Anglo African Oil & Gas to become cash shell as it sells bulk of its Congolese interests to Zenith Energy
The company, which is owed money by the Société Nationale des Pétroles du Congo (SNPC), said earlier this month it would not be able to afford to drill the proposed TLP-103C-ST well at the Tilapia field.
It has now entered into a conditional sale and purchase agreement with
Zenith has agreed to pay £1mln for the stake, of which £500,000 is in cash payable in six equal monthly instalments from the date of completion, while £500,000 will be satisfied in Zenith shares.
Also, Zenith will fund Anglo African’s (AAOG’s) share of a US$5.5mln work programme on Tilapia and will fund the upfront cash element of any signature bonus payable for the new licence negotiated with the Congolese Ministry of Hydrocarbons.
AAOG will use the funds to cover its day-to-day operations and to conduct due diligence over reverse takeover transactions that present themselves once the company is an AIM Rule 15 cash shell.
The board has looked at alternative means of funding the exploration programme but the consensus view was that the idea would not fly; the arrangements announced today will see the company retain a carried interest in the Congolese operations without the requirement to raise additional funds for the current planned work programme.

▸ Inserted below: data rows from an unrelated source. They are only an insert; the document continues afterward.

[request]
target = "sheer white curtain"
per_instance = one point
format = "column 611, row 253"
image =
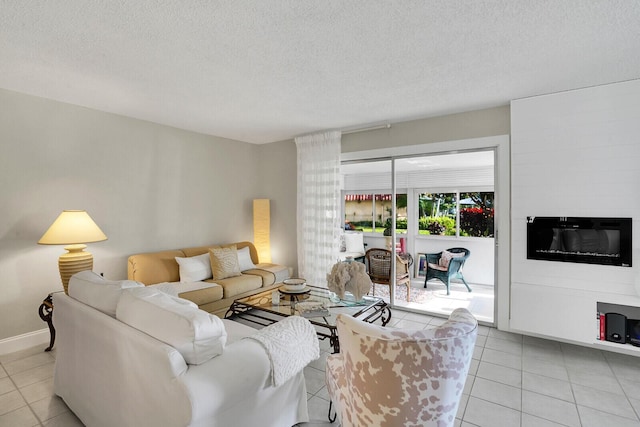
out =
column 318, row 204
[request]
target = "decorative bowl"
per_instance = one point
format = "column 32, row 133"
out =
column 296, row 284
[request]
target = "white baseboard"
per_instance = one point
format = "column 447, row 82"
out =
column 24, row 341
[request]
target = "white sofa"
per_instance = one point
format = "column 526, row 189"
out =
column 112, row 374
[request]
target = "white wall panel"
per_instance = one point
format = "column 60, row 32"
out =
column 573, row 153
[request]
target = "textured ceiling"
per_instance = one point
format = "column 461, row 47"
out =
column 262, row 71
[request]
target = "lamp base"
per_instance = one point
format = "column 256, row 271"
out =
column 74, row 261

Having said that, the timing of the payments under the terms of the disposal means that AAOG will not have sufficient cash to allow it to continue as a going concern beyond the beginning of February, assuming receipt of the £150,000 owed it by Anglo Tunisian Oil & Gas Limited (of which AAOG has received £50,000 to date with the remainder due to be paid by the end of this month) and no unforeseen claims.
As such, the company is proposing to enter into a facility with corporate-financier RiverFort for a redeemable convertible loan note of up to £500,000.

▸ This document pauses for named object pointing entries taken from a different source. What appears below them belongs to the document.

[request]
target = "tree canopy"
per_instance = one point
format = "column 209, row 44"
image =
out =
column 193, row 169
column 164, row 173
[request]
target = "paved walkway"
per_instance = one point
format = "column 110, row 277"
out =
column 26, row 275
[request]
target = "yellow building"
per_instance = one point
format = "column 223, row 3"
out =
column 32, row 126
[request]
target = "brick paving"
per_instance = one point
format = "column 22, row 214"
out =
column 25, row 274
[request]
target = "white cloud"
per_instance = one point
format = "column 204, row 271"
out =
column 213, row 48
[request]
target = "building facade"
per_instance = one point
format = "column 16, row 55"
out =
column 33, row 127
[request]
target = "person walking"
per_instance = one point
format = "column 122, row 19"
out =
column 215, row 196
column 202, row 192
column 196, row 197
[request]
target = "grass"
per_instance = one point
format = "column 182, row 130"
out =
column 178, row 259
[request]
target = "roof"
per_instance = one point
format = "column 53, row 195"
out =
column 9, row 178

The first tranche of £250,000 would be available immediately on issue of the loan note with the remaining £250,000 doled out in five equal tranches of £50,000 over the following five months.

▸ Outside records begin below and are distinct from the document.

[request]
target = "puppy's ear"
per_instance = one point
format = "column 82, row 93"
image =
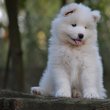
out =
column 68, row 9
column 96, row 15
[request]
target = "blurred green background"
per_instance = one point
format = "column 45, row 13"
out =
column 24, row 32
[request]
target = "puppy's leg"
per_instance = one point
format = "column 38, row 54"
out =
column 62, row 83
column 76, row 93
column 36, row 90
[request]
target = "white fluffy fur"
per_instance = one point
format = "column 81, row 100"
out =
column 74, row 68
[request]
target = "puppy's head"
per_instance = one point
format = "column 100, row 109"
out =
column 76, row 24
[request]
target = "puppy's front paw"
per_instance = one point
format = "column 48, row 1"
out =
column 91, row 93
column 62, row 93
column 76, row 94
column 36, row 90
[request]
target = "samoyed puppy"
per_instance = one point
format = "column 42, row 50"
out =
column 74, row 67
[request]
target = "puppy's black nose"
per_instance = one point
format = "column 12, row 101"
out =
column 80, row 36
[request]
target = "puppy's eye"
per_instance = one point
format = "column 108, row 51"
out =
column 74, row 25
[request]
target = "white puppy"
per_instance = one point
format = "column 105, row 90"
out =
column 74, row 65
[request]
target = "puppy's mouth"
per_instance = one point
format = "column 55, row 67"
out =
column 77, row 41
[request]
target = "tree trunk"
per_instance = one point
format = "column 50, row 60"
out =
column 15, row 45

It is also proposed that RiverFort amend the terms of the existing investor sharing agreement to rebase the reference price to more closely reflect the current share price and the proceeds due to the company from the exploration and production sharing agreement will be used to repay the loan note.
“The board emphasises that, at present, it is managing its creditor position and with the receipt of the RiverFort monies contemplated in the term sheet described above, and subject to completion of the disposal and receipt of the consideration, the company will have sufficient working capital for at least the next six months from the date the RiverFort financing becomes effective,” AAOG told shareholders.